Homilía Fiesta de la Trinidad.Domingo 3 de junio 2012


La Trinidad: Dios es amor


A lo largo de la historia de la humanidad se han presentado diversas imágenes de Dios. Se le ha presentado como un juez, como un guerrero, como un animal poderoso, como un espíritu caprichoso… Hay también quienes dicen que Dios no existe y que es un invento de los hombres.

Los cristianos decimos que la cuestión no es cómo nos imaginamos a Dios nosotros, sino cómo Dios se nos muestra él mismo. Quién es realmente Dios nos lo puede decir Él mismo. Y para ello ha elegido un camino muy particular. Hacerse uno de nosotros en Jesucristo para decirnos y mostrarnos quién es Dios realmente. Jesús nos dijo que Dios es un Padre, que nos cuida y protege, que nos perdona y acoge. También que nos exige, nos hace responsables y nos ayuda a desarrollar nuestros dones.

Aunque en Jesucristo sepamos quién es Dios, Él permanece más grande que nuestro pensamiento. Y así como el mar no cabe en un bañera, o todo el cielo no entra en una fotografía, Dios es más grande que nuestras imágenes y nuestro lenguaje.

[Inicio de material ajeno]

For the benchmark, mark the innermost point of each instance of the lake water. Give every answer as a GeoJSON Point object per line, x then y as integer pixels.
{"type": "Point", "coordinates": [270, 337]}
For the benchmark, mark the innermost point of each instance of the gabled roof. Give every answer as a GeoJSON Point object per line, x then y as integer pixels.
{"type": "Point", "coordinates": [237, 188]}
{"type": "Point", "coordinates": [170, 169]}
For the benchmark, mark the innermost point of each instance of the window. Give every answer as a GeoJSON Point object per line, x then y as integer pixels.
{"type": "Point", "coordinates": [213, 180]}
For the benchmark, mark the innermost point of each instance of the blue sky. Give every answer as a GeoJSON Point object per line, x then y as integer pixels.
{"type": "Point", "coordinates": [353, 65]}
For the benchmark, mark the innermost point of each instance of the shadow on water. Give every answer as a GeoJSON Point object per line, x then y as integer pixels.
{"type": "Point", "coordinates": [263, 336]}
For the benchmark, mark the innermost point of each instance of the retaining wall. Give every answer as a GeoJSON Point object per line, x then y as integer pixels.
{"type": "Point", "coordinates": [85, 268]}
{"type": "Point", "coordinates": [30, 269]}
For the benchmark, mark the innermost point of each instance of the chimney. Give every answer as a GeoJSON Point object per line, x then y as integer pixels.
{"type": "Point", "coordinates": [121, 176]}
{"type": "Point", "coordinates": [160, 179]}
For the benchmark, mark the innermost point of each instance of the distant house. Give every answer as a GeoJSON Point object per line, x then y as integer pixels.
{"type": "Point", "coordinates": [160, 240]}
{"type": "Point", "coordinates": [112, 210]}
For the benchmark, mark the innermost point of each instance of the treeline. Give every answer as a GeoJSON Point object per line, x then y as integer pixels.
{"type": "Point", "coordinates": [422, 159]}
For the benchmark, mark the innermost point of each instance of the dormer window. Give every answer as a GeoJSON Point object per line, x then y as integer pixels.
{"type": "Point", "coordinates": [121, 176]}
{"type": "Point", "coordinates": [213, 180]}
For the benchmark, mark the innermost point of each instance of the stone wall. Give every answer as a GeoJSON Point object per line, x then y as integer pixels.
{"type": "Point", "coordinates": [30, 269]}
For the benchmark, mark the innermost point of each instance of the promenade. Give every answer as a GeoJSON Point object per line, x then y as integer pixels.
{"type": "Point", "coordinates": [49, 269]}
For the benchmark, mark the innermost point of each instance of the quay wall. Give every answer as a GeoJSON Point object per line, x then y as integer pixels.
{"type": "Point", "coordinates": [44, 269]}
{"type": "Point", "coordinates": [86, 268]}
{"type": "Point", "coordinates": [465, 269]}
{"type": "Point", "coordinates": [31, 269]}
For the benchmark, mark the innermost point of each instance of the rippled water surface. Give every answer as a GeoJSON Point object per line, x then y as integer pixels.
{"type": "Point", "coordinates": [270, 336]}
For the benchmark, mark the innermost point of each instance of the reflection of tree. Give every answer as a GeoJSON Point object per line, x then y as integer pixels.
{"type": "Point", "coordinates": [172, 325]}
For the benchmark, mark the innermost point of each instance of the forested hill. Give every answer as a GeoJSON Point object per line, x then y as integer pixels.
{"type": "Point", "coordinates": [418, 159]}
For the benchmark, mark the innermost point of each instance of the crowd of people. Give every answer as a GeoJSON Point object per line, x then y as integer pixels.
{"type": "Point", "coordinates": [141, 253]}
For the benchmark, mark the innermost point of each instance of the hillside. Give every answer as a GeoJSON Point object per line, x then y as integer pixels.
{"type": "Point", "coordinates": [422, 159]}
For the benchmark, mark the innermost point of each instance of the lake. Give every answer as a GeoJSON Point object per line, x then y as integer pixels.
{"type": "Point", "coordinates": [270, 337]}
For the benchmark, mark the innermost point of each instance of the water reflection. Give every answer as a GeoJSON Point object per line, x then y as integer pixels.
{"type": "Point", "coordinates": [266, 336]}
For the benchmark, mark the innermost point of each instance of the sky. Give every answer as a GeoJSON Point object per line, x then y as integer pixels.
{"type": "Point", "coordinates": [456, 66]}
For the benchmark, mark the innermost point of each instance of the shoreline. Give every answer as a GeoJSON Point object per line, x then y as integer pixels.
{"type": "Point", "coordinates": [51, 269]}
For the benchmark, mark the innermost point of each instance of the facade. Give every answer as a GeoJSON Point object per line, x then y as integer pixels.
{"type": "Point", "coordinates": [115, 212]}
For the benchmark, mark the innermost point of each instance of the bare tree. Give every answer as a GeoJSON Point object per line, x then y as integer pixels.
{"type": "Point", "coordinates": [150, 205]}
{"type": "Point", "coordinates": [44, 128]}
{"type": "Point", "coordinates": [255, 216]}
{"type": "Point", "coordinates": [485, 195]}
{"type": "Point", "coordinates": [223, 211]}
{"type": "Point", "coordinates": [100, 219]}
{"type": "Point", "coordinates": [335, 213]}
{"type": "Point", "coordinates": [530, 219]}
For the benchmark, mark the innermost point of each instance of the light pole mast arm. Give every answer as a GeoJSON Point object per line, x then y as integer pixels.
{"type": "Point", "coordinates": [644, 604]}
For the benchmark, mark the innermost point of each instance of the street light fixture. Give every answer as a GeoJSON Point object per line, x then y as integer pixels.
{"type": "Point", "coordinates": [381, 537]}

Por eso para vivir la realidad de Dios no basta con acoger la palabra de Jesús. Hay también que recorrer su camino, vivir como Él vivió.

La vida de Jesús estuvo abierta y entregada al Padre, del cual era enviado, y al cual obedecía. Y tras su resurrección prometió a sus discípulos el envío del Espíritu. Por eso la Iglesia habla de Dios Padre, Hijo y Espíritu Santo. Habla de la Trinidad.

Para entender la trinidad tenemos que recordar las palabras de San Juan, “Dios es amor”. La esencia de Dios es el amor y por eso tiene que vivir en relación, en comunidad de amor. No hay amor sin relación. Amar es dar y recibir, entregarse y acoger. Esto es lo que quiere decir la trinidad de Dios. Que es relación y comunicación eterna. Entrega y donación absoluta.

Los seres humanos podemos experimentar algo del amor de Dios en el amor que nosotros mismos vivimos y entregamos a otras personas. Para amar hay que ser primeramente amado. Para dar hay que tener antes. Dios nos ama primero, nos da nuestra persona, y de ese modo es fuente continúa de nuestro amor y entrega.

Y al final de nuestros días esperamos que Dios nos acoja en su vida de amor, en su entrega, permaneciendo allí para toda la eternidad.